James Purcell is an estimator with considerable experience. He sent me a number of current flood related claims issues as examples he is encountering in the field where he believes flood adjusters are wrongfully refusing to pay Hurricane Ian claims:

Policyholder: Electrical wiring in crawl space was flooded with salt water (Photos provided)

Flood Adjuster: Can be addressed in a supplement with an itemized electrician estimate signed by the insured and the contractor.

Policyholder: Wall base plate and fasteners flooded with saltwater requiring re-nailing per Flood Bulletin W-13027

Flood Adjuster: We cannot refer to Prior Sandy Based Bulletins for 2022 claims.

Policyholder: Flood adjuster included replacement for standard grade 6’ x 6’8” sliding patio door; actual damaged door is a premium grade (PGT) door, sized 11’ x 8’ and impact rated. (Photos of door and manufacturer label provided)

Flood Adjuster: Our estimating software (Xactimate) does not allow for a sliding door of this size. A signed contractor estimate will be needed to adjuster for incurred cost.

Policyholder: Floor tile being replaced is estimated as ceramic material; tile is actually stone.

Flood Adjuster: Xactimate does not have a stone floor line item, this can be addressed with a signed contractor estimate stating like, kind, and quality.

(JAMES: Xactimate has an entire category for stone flooring (FCS)……)

Policyholder: IA replaced floor tile due to ‘crawlspace below was flooded up past subfloor’ but did not replace the plywood subflooring (IA included to clean subflooring only).

Flood Adjuster: The FEMA Flood policy requires documentation of damage due to flood. Please submit in photos of the subfloor showing damage.

(JAMES: How does one ‘photograph’ Category 3 water damage to a plywood subfloor? Microscope?)

Policyholder: Flood adjuster agreed to replace floor tile due to using standard grade tile installed with thin set; actual tile installed is a premium grade 18” tile installed in a mortar bed. (Photos provided)

Flood Adjuster: Premium grade can be addressed with a signed contractor estimate stating like, kind, and quality. Photos of the mortar bed will be needed, Xactimate pricing for mortar bed includes lath and we have to show this was the pre-existing installation in lieu of thin set.

(JAMES Purcell : How does one provide a photo of mortar bed from before the flood occurred?)

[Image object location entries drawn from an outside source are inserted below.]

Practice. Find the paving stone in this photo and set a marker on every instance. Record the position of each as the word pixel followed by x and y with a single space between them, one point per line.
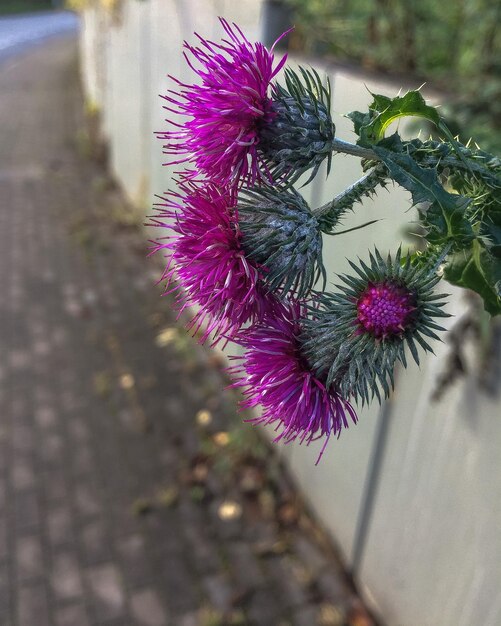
pixel 59 522
pixel 29 560
pixel 147 609
pixel 66 577
pixel 72 615
pixel 26 511
pixel 33 606
pixel 107 592
pixel 94 541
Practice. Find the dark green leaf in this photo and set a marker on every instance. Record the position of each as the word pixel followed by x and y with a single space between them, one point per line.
pixel 444 218
pixel 371 126
pixel 480 271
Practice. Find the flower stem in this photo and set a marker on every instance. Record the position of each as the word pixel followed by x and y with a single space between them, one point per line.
pixel 338 145
pixel 330 213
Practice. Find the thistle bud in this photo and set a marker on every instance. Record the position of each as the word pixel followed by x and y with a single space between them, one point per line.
pixel 282 236
pixel 298 132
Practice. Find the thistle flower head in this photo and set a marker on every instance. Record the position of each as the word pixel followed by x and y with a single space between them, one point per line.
pixel 226 109
pixel 281 234
pixel 204 246
pixel 276 375
pixel 384 307
pixel 298 134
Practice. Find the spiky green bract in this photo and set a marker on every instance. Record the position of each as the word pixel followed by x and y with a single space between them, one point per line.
pixel 365 353
pixel 281 234
pixel 298 133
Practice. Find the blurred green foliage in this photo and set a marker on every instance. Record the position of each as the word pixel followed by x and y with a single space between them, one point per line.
pixel 455 44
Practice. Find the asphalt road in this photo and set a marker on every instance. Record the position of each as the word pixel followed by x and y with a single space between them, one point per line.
pixel 20 32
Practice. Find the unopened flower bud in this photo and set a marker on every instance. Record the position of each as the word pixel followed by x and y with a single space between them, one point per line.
pixel 281 235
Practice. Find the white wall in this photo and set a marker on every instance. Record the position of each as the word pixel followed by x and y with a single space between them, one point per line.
pixel 433 550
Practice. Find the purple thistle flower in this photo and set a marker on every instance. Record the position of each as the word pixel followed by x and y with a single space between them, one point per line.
pixel 358 334
pixel 277 376
pixel 385 308
pixel 206 255
pixel 226 109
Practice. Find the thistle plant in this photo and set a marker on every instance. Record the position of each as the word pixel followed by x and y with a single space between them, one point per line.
pixel 244 248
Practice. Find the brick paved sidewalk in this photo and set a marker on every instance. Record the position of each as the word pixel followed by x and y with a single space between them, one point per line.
pixel 129 493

The National Flood Program says that these flood adjusters are there to help and aid the policyholder, but do not determine what is paid. If so, then who are the people behind the curtain making these wrongful denials? Somebody is responsible for stupid field claims decisions. People are being harmed because of this incompetence.

Thought For The Day

Your most unhappy customers are your greatest source of learning.